Was in the ossabaw sound the other day and noticed a bouy approx south of green island that consisted of 3 pylons   With a boat anchored just off of it and was wondering what fish species are a target their and what it is called


----------



## Mweathers (Jun 27, 2012)

That is the marker for the entrance to - I AM A POTTY MOUTH -- I AM A POTTY MOUTH -- I AM A POTTY MOUTH -- I AM A POTTY MOUTH - Gate on the intercoastal waterway.  Probably whiting, not much water on the western side of that marker.


----------



## Sharkfighter (Jun 27, 2012)

To funny it wont let you give the correct name to HE!! gate.  
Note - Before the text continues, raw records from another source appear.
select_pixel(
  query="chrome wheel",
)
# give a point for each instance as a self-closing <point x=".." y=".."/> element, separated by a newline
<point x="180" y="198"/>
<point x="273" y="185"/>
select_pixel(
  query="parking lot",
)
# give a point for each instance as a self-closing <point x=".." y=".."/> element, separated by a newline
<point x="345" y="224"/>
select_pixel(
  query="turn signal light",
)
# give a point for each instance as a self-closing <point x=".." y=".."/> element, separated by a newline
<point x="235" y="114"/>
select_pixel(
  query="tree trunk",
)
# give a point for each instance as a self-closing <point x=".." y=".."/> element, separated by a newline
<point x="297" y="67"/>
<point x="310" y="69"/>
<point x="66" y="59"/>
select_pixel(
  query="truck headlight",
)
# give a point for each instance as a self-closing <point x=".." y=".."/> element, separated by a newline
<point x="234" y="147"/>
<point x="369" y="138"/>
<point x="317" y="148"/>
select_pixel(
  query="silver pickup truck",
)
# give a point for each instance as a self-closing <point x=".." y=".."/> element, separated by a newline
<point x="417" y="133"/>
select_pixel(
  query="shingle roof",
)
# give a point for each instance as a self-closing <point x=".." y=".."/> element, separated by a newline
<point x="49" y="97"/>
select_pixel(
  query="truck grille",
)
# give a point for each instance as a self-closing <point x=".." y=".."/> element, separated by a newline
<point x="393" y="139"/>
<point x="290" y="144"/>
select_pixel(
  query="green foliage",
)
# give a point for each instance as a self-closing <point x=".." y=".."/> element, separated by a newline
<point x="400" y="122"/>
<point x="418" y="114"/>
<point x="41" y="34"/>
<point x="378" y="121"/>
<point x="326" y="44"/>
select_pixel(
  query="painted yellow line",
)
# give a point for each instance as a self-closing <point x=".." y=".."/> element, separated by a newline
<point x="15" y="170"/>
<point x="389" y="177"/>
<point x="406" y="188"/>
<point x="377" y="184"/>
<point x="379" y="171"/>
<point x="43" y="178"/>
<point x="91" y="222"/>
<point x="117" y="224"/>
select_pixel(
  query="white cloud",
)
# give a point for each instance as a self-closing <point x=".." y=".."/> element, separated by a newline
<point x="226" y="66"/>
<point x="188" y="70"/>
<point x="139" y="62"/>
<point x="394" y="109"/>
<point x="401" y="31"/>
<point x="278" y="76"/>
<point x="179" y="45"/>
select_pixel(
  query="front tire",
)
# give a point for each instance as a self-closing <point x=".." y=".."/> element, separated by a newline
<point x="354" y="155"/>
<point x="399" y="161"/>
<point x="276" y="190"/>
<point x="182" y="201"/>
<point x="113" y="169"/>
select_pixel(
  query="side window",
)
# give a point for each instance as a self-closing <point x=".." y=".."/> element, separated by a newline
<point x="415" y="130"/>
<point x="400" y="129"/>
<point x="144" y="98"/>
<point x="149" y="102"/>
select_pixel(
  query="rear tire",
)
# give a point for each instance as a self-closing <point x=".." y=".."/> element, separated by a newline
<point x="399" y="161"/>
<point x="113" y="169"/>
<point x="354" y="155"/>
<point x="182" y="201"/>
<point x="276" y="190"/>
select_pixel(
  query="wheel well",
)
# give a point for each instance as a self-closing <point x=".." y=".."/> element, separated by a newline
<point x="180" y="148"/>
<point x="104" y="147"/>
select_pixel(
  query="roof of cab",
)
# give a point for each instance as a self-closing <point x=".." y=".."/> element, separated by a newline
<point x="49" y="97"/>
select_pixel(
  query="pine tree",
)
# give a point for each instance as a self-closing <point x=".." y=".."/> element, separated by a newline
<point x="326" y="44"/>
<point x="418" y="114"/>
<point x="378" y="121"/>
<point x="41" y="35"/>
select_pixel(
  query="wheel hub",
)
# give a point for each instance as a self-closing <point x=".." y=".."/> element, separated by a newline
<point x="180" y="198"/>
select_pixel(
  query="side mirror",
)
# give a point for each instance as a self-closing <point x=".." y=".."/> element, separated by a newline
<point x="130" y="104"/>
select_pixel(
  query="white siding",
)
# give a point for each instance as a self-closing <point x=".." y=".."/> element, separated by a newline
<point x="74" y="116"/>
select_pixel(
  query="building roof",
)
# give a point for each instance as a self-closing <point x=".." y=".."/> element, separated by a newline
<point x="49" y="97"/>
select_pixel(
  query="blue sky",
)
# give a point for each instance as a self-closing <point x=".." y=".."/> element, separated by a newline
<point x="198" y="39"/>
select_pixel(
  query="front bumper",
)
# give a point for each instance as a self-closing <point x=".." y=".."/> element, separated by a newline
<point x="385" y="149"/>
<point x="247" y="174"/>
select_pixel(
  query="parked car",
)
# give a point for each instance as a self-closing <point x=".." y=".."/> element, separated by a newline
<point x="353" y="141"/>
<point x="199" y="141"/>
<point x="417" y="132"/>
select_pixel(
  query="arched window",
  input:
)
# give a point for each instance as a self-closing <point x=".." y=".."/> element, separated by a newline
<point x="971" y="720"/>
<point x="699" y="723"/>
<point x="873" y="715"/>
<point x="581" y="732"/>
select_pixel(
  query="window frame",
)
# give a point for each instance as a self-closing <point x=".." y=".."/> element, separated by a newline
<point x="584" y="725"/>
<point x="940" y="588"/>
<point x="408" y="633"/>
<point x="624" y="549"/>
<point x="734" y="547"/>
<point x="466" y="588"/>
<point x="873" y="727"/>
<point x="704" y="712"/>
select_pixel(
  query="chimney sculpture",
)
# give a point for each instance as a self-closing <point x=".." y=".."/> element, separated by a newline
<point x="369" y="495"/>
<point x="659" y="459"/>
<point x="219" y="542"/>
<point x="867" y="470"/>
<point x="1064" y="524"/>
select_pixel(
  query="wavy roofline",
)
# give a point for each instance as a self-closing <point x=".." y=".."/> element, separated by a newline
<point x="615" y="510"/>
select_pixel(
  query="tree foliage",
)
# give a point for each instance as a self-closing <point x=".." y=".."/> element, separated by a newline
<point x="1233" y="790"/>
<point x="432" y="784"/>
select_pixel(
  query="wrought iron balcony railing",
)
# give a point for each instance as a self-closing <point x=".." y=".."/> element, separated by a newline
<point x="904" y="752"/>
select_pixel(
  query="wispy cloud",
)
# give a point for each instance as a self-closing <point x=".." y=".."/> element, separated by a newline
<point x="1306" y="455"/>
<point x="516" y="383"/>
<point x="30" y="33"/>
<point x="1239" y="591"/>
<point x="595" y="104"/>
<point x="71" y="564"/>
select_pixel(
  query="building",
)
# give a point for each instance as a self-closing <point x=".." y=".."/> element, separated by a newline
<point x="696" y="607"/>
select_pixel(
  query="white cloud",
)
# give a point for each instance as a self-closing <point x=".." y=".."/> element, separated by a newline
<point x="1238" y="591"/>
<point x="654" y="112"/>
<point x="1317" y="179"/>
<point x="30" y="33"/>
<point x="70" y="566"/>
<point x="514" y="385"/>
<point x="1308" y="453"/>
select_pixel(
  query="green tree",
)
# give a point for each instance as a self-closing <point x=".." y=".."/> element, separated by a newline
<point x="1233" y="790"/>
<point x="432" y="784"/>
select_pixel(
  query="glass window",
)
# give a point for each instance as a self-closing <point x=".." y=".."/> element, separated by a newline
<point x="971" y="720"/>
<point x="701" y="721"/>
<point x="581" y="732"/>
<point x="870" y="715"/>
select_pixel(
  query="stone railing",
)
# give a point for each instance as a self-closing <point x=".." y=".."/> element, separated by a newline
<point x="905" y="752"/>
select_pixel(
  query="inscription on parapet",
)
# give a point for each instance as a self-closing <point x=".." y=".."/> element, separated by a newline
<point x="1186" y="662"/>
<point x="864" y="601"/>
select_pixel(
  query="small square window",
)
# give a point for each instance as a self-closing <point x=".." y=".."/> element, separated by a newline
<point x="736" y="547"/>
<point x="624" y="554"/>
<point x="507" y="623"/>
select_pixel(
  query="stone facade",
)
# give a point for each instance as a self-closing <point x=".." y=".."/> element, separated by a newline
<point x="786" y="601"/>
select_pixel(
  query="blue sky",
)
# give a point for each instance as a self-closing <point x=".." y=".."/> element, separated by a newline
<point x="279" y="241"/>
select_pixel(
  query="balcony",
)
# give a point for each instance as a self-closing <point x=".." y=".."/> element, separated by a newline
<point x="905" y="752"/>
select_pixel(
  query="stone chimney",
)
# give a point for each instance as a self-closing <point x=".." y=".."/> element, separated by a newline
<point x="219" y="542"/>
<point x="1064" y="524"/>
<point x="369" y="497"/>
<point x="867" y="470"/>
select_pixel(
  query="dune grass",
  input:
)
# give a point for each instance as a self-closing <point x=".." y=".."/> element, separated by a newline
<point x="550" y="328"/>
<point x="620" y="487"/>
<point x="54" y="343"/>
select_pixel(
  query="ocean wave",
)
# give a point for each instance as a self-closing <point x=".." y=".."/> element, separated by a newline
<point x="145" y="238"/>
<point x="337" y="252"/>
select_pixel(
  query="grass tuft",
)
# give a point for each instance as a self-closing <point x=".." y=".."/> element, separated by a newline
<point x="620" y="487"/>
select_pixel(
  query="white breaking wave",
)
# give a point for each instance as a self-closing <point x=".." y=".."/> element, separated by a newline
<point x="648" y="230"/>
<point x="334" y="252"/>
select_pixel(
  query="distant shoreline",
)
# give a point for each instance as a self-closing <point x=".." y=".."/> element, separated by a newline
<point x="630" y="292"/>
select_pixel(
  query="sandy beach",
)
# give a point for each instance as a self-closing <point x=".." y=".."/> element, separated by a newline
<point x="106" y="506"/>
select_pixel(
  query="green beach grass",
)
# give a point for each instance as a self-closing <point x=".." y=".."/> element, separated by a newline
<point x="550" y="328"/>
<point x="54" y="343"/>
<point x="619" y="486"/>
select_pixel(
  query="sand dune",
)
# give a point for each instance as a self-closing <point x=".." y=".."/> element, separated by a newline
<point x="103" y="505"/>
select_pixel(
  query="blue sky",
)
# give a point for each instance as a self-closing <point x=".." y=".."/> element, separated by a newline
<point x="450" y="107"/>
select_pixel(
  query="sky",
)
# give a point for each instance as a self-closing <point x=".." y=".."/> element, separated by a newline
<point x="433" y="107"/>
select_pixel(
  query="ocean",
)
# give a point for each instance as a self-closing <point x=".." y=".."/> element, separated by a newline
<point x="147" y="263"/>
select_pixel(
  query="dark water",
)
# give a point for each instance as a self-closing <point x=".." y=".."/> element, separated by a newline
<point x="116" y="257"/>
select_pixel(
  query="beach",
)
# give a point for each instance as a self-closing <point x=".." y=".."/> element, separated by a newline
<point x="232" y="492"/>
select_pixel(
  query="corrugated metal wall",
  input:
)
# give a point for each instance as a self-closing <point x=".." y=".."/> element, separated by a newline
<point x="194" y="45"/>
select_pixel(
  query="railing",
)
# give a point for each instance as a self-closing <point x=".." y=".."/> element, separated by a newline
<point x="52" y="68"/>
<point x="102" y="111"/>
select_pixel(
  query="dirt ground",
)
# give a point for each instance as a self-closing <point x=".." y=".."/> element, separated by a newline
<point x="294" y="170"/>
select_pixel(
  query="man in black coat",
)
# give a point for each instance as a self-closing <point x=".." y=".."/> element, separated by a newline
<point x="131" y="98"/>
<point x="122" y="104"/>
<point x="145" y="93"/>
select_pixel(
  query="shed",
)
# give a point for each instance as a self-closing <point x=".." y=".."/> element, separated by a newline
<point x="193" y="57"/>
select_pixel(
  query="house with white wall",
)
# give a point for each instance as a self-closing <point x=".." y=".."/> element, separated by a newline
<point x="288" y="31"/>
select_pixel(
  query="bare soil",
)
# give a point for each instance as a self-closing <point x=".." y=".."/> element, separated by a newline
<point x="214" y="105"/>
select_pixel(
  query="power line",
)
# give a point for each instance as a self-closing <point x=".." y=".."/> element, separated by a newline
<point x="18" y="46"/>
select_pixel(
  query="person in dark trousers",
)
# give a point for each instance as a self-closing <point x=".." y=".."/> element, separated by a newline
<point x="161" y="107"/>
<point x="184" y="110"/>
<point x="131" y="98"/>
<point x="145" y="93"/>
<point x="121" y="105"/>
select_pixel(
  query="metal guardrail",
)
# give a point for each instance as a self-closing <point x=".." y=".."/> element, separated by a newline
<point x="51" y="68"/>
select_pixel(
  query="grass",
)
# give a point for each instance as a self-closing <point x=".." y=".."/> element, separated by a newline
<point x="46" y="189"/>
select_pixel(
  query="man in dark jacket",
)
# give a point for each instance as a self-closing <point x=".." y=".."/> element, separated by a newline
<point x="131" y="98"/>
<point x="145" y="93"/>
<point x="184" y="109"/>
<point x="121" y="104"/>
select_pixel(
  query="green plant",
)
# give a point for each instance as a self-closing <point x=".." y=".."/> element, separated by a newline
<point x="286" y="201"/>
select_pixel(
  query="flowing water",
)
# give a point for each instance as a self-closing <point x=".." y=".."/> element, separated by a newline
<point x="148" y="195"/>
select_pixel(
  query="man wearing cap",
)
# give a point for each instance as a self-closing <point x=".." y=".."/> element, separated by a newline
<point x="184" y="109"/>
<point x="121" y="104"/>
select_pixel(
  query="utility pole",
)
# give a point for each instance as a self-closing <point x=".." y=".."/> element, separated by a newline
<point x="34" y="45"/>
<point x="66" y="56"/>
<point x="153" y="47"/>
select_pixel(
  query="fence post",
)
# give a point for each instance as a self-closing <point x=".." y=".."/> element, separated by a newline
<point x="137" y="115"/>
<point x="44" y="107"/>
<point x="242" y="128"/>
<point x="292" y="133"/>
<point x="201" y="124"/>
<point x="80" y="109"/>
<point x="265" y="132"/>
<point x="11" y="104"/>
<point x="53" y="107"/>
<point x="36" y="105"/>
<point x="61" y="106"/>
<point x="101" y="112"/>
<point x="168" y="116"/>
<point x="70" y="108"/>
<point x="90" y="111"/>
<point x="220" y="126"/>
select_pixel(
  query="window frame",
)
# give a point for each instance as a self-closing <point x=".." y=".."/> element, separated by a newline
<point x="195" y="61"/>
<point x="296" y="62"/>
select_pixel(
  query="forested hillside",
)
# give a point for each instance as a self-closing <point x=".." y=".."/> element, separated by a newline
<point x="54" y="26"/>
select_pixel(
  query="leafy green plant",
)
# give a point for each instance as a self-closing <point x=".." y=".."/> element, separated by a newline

I saw someone actually tied off to a marker there fishing when I was going by there Saturday morning and thought to myself they shouldnt be tied to the marker and there wasnt much to fish for anyway but it looked like they had women and a cooler full of beer on boat (beer in hand about 930) so I figured he was catching what he wanted.


----------



## fishtail (Jun 27, 2012)

Hells gate.
Hey it worked!
Avoid that area.
Vast mud flats on both sides with a very very narrow/shallow channel.


----------



## odielite (Jun 27, 2012)

Appreciate it. I've spent all my time fishing the north side   So that where hells gate is.  Any body know where a good tarpon spot is in the sound they are willing to share


----------



## Nautical Son (Jul 1, 2012)

If you go back towards Green island and look for the channel marker going out towards Wassau and look for the sandbar rip current you'll find tarpon there and on out towards the cans...getting anchored and staying put is the fun part..


----------



## odielite (Jul 2, 2012)

Thanks nautical son. Any word of them showing up yet? And where is a good place to find bait if there is a place around there. I know by outside of lazeretto creek there are almost always pogeys but don't know of such an area in the ossabaw


----------



## Nautical Son (Jul 3, 2012)

just in front of Ossabaw at the north end there are occasionally a pod or two of pogeys, often times you find a nice school in the river channel as well....no word on if the tarpon are here or not but I'll keep my eyes open for activity tomorrow thru Sunday.


----------